Throughput claims in inference frameworks are usually apples-to-oranges, so the more interesting design choice here is splitting the engine in two. LMDeploy ships TurboMind, a hand-optimized CUDA path for maximum tokens/sec, alongside a pure-PyTorch engine for models the C++ path hasn't caught up to yet — you pick the trade-off instead of being locked into one runtime.
What Sets It Apart
- Dual-engine architecture: TurboMind for production speed, the PyTorch engine for fast model coverage and easier hacking, behind one API.
- Throughput comes from systems work, not just bigger batches — persistent (continuous) batching, blocked KV cache, dynamic split-and-fuse, and tuned kernels combine for a claimed ~1.8x over vLLM in request throughput.
- Quantization is first-class: weight-only 4-bit AWQ (4-bit inference reported ~2.4x faster than FP16, with quality confirmed via OpenCompass evaluation) plus online KV-cache quantization, so memory savings don't require a separate toolchain.

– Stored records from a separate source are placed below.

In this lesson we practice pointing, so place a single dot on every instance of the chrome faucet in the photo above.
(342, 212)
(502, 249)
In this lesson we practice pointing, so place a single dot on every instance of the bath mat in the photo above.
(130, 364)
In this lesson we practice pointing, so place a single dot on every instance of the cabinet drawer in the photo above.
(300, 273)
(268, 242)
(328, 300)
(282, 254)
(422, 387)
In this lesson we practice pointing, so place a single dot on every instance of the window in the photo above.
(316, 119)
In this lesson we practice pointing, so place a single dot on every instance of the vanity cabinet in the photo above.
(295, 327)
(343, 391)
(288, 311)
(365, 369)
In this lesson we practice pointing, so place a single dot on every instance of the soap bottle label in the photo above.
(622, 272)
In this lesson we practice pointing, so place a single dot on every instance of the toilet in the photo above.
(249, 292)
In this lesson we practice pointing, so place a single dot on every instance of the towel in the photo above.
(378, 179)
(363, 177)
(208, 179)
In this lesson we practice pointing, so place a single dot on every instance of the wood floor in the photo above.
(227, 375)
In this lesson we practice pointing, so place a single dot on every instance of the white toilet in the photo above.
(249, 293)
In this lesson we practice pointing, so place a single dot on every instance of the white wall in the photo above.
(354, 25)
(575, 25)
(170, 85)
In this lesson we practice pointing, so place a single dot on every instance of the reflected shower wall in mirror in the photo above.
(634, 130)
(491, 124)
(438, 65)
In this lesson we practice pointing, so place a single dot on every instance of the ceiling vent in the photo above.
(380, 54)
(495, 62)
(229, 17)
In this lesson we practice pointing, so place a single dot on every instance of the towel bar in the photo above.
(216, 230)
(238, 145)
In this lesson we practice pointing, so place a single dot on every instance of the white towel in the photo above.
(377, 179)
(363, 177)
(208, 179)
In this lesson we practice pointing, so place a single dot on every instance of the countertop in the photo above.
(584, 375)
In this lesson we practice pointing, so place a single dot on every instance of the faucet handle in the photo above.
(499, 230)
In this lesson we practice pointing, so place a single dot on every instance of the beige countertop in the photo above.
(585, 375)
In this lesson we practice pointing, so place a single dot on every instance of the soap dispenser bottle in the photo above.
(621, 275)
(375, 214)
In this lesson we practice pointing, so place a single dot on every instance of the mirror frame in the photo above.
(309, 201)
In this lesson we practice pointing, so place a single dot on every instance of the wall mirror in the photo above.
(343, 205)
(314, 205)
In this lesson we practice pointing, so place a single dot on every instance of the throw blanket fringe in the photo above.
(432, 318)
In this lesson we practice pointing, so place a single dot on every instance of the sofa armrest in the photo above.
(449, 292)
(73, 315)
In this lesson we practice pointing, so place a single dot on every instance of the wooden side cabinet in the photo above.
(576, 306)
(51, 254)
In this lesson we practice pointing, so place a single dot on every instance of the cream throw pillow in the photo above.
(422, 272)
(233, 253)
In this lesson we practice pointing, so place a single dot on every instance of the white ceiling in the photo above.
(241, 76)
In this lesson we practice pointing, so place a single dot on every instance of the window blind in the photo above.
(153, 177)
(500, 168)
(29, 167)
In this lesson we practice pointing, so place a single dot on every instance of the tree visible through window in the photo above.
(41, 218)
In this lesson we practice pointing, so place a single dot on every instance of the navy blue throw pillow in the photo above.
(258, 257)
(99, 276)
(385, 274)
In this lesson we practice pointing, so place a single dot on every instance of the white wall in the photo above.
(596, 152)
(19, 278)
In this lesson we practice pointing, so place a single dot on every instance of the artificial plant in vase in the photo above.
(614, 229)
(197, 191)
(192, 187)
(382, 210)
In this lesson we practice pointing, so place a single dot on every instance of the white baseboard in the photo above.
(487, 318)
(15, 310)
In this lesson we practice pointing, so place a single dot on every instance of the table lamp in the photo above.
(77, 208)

- A built-in request distribution service spreads load across multiple machines and GPUs without bolting on an external router.
Who It's For
Great fit if you serve InternLM-family or other mainstream open LLMs/VLMs and want an OpenAI-compatible endpoint with aggressive quantization and high concurrency on NVIDIA hardware. Look elsewhere if you need broad non-CUDA backend support, the absolute newest model architectures the day they drop, or you'd rather not weigh TurboMind-vs-PyTorch trade-offs — a single-runtime server may be simpler.